In einem gemeinsamen Projekt haben das Landesarchiv Berlin und das United States Holocaust Memorial Museum (USHMM) die Grundlagen für die vollständige Erschließung dieses Bestands erarbeitet. Die Benutzung erfolgt jetzt über die Augias-Datenbank, in der Grunddaten wie Namen der Hauptangeklagten, Tatvorwurf und Paragraphen nach Strafgesetzbuch (StGB) zusammen mit aktentechnischen Angaben (Aktenzeichen der Staatsanwaltschaft, Laufzeiten und Archivsignaturen) erfasst sind.

Kern der Verzeichnung ist ein Katalog von 12 NS-Opfergruppen bzw. -kennzeichen, die im Bemerkungsfeld erfasst sind:
o Bibelforscher
o Deserteure
o Homosexuelle
o Juden
o Politisch Verfolgte
o Sinti u. Roma
o Ausländer
o Gewohnheitsverbrecher
o Sicherungsverwahrung
o Heil- u. Pflegeanstalten
o Euthanasie
o Kastration
o Asoziale

In der Bemerkungsspalte sind zusätzlich besondere Tatsachen erfasst wie:
o Einweisung in ein KZ
o Vorgänge nach 1945
o Fotos
o Dokumente (Briefe)
o Dreidimensionale Objekte, Asservate.

Bei dieser Erfassung musste über die Grunddaten hinaus in der Regel die ganze Akte durchgesehen werden. Nur so konnten die im Tatvorwurf enthaltenen Begleitumstände (auslösende Situationen, Beteiligte, soziales Umfeld) erkannt und eingeordnet werden. Nachdem der Bestand erschlossen ist, wird deutlich, wie viele Fälle von NS-bedingter Verfolgung in der ordentlichen Gerichtsbarkeit verhandelt wurden. Und dabei ist der Komplex der Berliner Sondergerichte nicht berücksichtigt, der aus der Überlieferung der Generalstaatsanwaltschaft herausgelöst worden ist. Die noch erhaltenen Akten derjenigen Verfahren, bei denen ein Urteil durch die Sondergerichte I - IX erfolgte, befinden sich seit 2011 im Brandenburgischen Landeshauptarchiv in Potsdam (BLHA) im dortigen Bestand Pr.R.Rep. 12 C Staatsanwaltschaft beim Sondergericht II.

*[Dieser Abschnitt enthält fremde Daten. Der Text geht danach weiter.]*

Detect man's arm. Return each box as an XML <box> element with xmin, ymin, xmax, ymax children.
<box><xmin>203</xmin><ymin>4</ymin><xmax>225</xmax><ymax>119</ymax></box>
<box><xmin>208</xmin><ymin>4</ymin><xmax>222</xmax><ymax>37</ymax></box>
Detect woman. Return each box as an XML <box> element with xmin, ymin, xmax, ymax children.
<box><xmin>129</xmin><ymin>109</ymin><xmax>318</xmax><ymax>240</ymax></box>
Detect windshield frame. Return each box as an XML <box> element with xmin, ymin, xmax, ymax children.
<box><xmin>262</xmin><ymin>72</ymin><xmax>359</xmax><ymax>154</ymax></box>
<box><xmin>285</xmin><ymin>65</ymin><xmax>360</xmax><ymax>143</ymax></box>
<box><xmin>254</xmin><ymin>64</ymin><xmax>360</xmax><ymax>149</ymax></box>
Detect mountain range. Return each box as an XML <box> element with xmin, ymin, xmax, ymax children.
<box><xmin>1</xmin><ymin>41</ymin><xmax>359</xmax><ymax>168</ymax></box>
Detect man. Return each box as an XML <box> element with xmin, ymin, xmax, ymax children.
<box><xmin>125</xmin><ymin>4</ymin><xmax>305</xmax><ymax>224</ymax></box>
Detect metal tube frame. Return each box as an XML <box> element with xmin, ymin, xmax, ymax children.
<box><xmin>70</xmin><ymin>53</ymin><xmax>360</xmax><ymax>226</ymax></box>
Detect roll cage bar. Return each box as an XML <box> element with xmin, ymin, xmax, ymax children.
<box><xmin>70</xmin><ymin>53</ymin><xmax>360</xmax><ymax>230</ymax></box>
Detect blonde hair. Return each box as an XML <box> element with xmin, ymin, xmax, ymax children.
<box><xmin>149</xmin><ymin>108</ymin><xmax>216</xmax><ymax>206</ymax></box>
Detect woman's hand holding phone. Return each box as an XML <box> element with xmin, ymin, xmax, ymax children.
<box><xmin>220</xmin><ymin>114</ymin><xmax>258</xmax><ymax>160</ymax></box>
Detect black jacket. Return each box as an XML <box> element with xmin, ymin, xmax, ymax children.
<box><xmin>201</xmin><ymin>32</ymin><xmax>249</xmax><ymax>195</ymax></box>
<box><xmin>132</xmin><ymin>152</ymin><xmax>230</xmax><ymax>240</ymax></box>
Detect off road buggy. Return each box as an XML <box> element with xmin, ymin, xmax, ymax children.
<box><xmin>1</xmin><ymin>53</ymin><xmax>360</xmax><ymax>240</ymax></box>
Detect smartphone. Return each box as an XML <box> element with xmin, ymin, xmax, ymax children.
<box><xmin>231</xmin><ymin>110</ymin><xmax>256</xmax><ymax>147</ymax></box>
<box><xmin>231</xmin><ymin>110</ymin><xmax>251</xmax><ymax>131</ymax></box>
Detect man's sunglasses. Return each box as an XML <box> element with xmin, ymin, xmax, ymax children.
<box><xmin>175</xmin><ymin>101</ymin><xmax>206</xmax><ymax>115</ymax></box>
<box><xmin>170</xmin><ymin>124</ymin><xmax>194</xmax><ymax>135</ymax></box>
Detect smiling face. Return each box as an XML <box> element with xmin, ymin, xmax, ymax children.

Zum angemessenen Verständnis der direkt Holocaust-relevanten Akten und des Kontexts justizieller Verfolgung ist es unerlässlich, den Bestand vollständig wahrzunehmen. Die entstandene Datenbank ist somit nicht nur ein archivarisches Findmittel, sondern vielmehr eine Basis für die Erstellung von virtuellen Gedenkbüchern für einzelne Opfergruppen.


Der Bestand enthält 138519 Akten und umfasst 1334,06 lfm. Die Laufzeit reicht von (1918 -) 1931 - 1948 (- 1972).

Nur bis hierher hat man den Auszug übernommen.